温度表示と操作ボタンがPX-280の特徴

 PX-280の概要を説明していくと、先端温度を設定してその温度で保ってくれるのは通常の温調はんだこてと同じだが、温度はリアルタイム1℃単位で数字で表示してくれ、スリープなどの機能が豊富だ。

 そして、PX-280はフルパワー時の消費電力が80Wと高く、使い始めやスリープ解除後も設定温度に達しやすいことも特徴。たとえば完全に冷えた状態から使い始めるとき、コンセントを差し込んで15~20秒ほどあればはんだが溶ける温度に達し、使い始めることができる。

こて先の温度が1℃単位で表示。351℃を示している

 PX-280の特徴としてアピールされるスリープモードは、使わないと低い温度で待機してくれること。プリント基板など連続してはんだ付けをするならともかく、考えながら作ったり、うまく動かず試行錯誤をしているときなどは、温度を下げておけば、こて先の寿命を伸ばせるほか、場合によっては電力消費低減にも役立つ。

 はんだこてを手にすればスリープが解除され、すぐに温度回復するので作業再開時に待ち時間を感じることはあまりない。上昇する温度を数字で確認できるので、復帰状態もわかりやすい。

SStはスリープ時の温度の設定、このほかにも設定項目は多い
スリープ時は「SLP」と表示される

 機能はスリープだけでなく、使わない時間が長いと加熱自体をストップするシャットダウン機能があるほか、逆にコンセントを差し込んでもボタン操作をしないと加熱がスタートしない設定もでき、はんだごての宿命である加熱に絡む事故を防ぐことができそう。また、スリープ機能にしてもスリープの時間や感度設定、スリープ時の温度も細かく調整ができる。

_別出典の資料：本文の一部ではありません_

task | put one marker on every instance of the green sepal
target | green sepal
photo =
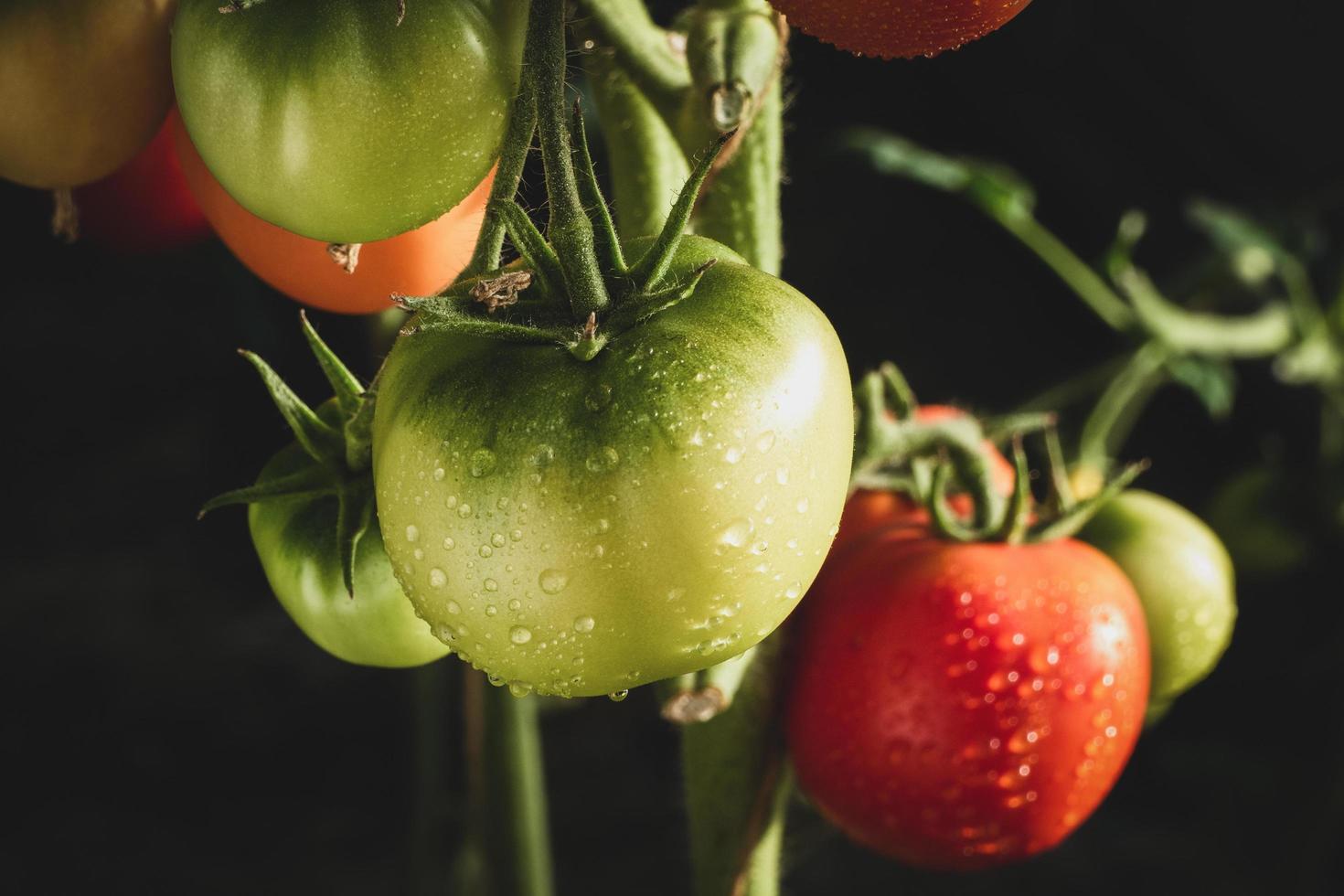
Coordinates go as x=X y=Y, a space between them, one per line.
x=320 y=441
x=641 y=308
x=605 y=242
x=314 y=481
x=354 y=516
x=1078 y=516
x=654 y=265
x=1018 y=513
x=349 y=394
x=531 y=245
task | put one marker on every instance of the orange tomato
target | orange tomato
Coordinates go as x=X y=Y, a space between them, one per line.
x=418 y=262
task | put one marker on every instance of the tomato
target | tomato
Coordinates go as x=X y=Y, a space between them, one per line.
x=903 y=28
x=871 y=509
x=335 y=123
x=415 y=263
x=144 y=206
x=296 y=541
x=585 y=527
x=85 y=86
x=960 y=706
x=1184 y=579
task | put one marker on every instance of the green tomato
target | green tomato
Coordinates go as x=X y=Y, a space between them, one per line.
x=335 y=123
x=1184 y=581
x=296 y=541
x=583 y=527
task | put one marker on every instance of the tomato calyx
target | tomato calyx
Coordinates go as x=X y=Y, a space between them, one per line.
x=925 y=458
x=571 y=286
x=339 y=441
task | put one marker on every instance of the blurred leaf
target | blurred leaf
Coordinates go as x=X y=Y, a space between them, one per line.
x=1212 y=380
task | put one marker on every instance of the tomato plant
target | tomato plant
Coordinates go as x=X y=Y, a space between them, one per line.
x=891 y=28
x=414 y=263
x=874 y=509
x=585 y=527
x=316 y=117
x=1184 y=581
x=314 y=527
x=961 y=706
x=86 y=85
x=145 y=206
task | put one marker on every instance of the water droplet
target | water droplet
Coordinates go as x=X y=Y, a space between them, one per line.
x=552 y=581
x=598 y=398
x=603 y=460
x=735 y=534
x=483 y=463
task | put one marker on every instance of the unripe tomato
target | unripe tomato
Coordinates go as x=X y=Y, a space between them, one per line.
x=415 y=263
x=905 y=28
x=1184 y=579
x=83 y=86
x=960 y=706
x=145 y=206
x=869 y=511
x=337 y=123
x=585 y=527
x=296 y=541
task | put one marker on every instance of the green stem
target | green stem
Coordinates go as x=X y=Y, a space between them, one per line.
x=508 y=174
x=1118 y=407
x=1086 y=283
x=519 y=840
x=569 y=229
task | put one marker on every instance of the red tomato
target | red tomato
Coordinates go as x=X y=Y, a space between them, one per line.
x=869 y=511
x=418 y=262
x=900 y=27
x=144 y=206
x=960 y=706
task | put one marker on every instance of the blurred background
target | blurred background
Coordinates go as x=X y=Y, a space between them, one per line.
x=167 y=729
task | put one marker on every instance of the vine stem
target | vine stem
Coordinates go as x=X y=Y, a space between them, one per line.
x=571 y=229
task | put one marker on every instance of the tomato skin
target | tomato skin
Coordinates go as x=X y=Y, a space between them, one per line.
x=145 y=206
x=415 y=263
x=930 y=676
x=869 y=511
x=296 y=541
x=905 y=28
x=582 y=528
x=336 y=123
x=85 y=86
x=1184 y=581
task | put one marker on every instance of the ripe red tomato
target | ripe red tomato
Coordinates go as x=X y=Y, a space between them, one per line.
x=903 y=28
x=420 y=262
x=960 y=706
x=869 y=511
x=144 y=206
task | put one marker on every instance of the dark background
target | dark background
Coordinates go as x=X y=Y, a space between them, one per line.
x=165 y=729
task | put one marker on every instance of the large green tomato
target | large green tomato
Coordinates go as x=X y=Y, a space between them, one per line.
x=585 y=527
x=296 y=541
x=1184 y=581
x=335 y=123
x=83 y=86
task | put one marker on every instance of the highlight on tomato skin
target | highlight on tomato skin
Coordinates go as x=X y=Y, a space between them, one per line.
x=900 y=28
x=964 y=706
x=145 y=206
x=420 y=262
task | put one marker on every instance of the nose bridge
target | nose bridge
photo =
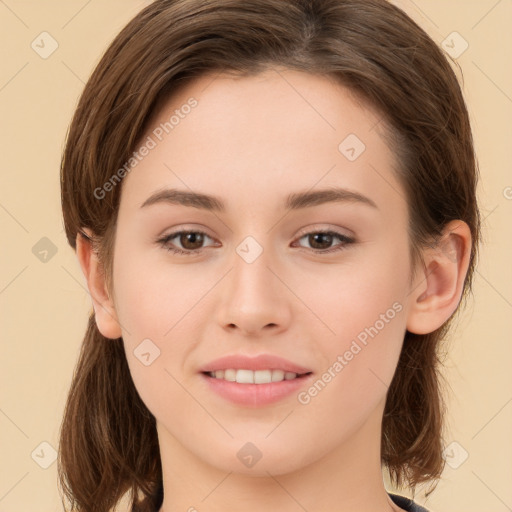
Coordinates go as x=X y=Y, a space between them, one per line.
x=253 y=296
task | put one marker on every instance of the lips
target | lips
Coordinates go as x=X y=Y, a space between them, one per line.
x=254 y=363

 多機能ではあるが、メインとなるこて先の温度調整は、設定ボタンを押してアップダウンボタンで1℃単位で必要な温度を表示させ、もう一度設定ボタンを押すだけと簡単。たとえば鉛フリーのはんだを使ったり、熱の伝わりにくいパーツにはんだ付けをしたりするとき、なかなかはんだが溶けないことがある。温調はんだこてならその場で温度を上げてしまえば問題が解決する。昔なら複数の温度のはんだこてを使って対応していたものが、1本ですぐ済むのは便利だ。

こて先はよくある円錐形ではなく、円筒を斜めカットしたタイプ

 そして、PX-280を使う上で便利なのは標準で付いているこて先が円柱を斜めカットしたタイプなこと。電子工作は円柱カットタイプが最適と思う人も多いようで筆者もこれが好み。標準付属のこて先は円錐型が多いなかで、後から交換せずに使えるのは、製品担当者がこちら側の人なんだろうと想像している。

 使い始めてしばらくたつが、スリープ機能は実際に気にならないほど自然に動作。再開するときもすぐ設定温度になることと、温度表示があるため不便を感じない。

こて先は少し短めなのがPX-280

 最近はIoTやスマートホーム機器が進化していて、そうなるとさらに欲が出て、IoT機器の手足となるものを自分で作ることも多くなっている。PX-280の出番も多くなりそうで、今後、自分のメインはんだこてとして活躍してくれそうだ。